Problems with flights The ultimate problem with flight data is that they are changing - like a lot We are processing around 40.000 flight entries per second
Problems with flights We update every row in our dataset at least once per 48 hours (some of that more often) In our database there are 1.2 billion of flights (we update around 3.5 billion each day) - it’s only for 6 months to the future This is around 2TB of data stored
Problems with flights Flights data are quite complicated structure. It contains things like: one way, return, direct and with stops flights (we call them segments) weird pricing policies, fare classes, special offers, child and infant prices, point of sales, different providers, …
Problems with flights There is no global identifier of a flight! A flight is identified by all its segments segment = (flight_number, source_airport, destination_airport, airline, date_of_departure)
Previous solution At first there was a PostgreSQL database with all data in it And to fill that database there was a Python script and a redis queue for incoming data from data acquisition team
Previous solution Then one single PostgreSQL server was not enough. So an engineer decided to make two databases and create sharding on application level
Previous solution So she created thing called “router” which is aware of where flights should be. She used Redis to store her data there. It is routing based on combination of data - (source, destination, date_of_departure)
Previous solution Later on, there started to be a problem with PostgreSQL write speed So the engineer wrote Redis layer for cache PostgreSQL data And wrote insanely complex update/ invalidate mechanism in order to be able to make all things in PostgreSQL consistent with as few writes possible
Previous solution So we ended up with more than 50 server with redis queue for incomming data redis to cache data postgres to store data crazy Python update script which runs that thing
Preparations We have prepared copy of incoming data queue (remember that 50+ Redis queues) into one central queue solution (we have tried several ones)
Cassandra We are now big enough to use storage like that It has all we need (hopefully), because with redis caching we already lost many features of relational database
Dark sides of Cassandra Written in Java No classic transactions, there are only row-level (lightweight) transaction (UPSERT, INSERT IF, UPDATE IF, …) It has SQL like syntax, tables, rows and columns
Dark sides of Cassandra Primary indexes only - could be composite ( (partition1, partition2), cluster1, cluster2, …) You need to specify whole partition key in WHERE clause and then you can add clustering keys one by one (in order), you can use ranges on last used clustering key There are secondary indexes, but you should not use them because of performance
Bright sides of Cassandra It has nearly linear scalability It can process hundreds of thousands request per second (on 25 servers in 2 data centres it handles around 300.000 writes and 100.000 reads per second)
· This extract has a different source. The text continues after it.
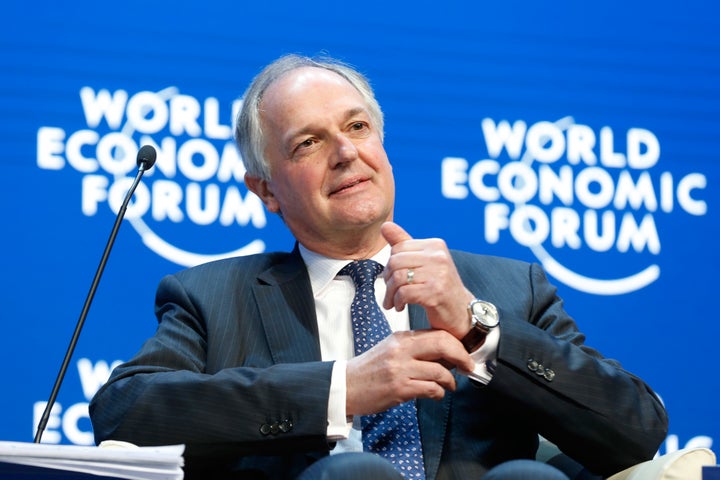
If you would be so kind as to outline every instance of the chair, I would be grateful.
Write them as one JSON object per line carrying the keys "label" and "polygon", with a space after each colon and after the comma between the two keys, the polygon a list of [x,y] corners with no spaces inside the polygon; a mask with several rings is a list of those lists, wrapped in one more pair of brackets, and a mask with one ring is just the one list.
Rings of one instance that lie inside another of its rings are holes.
{"label": "chair", "polygon": [[[573,480],[600,478],[587,472],[545,439],[540,440],[535,458],[557,467]],[[634,465],[607,480],[702,480],[702,467],[715,465],[716,461],[715,454],[709,448],[685,448]]]}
Bright sides of Cassandra It is fast enough - we don’t need Redis cache layer It is a cluster - we don’t need any “router” to manually shard data in application It have redundancy and all other features
Couple of stories We have tried Scylla at first place (it is a C++ alternative of Cassandra promising 10 times better performance) - but we don’t use it, it was not mature enough
Refactoring clean up We have a tool which compares data loaded from older solution and from new solution We’ll have a python module in place for reading those data in all other parts of our system (right now under development)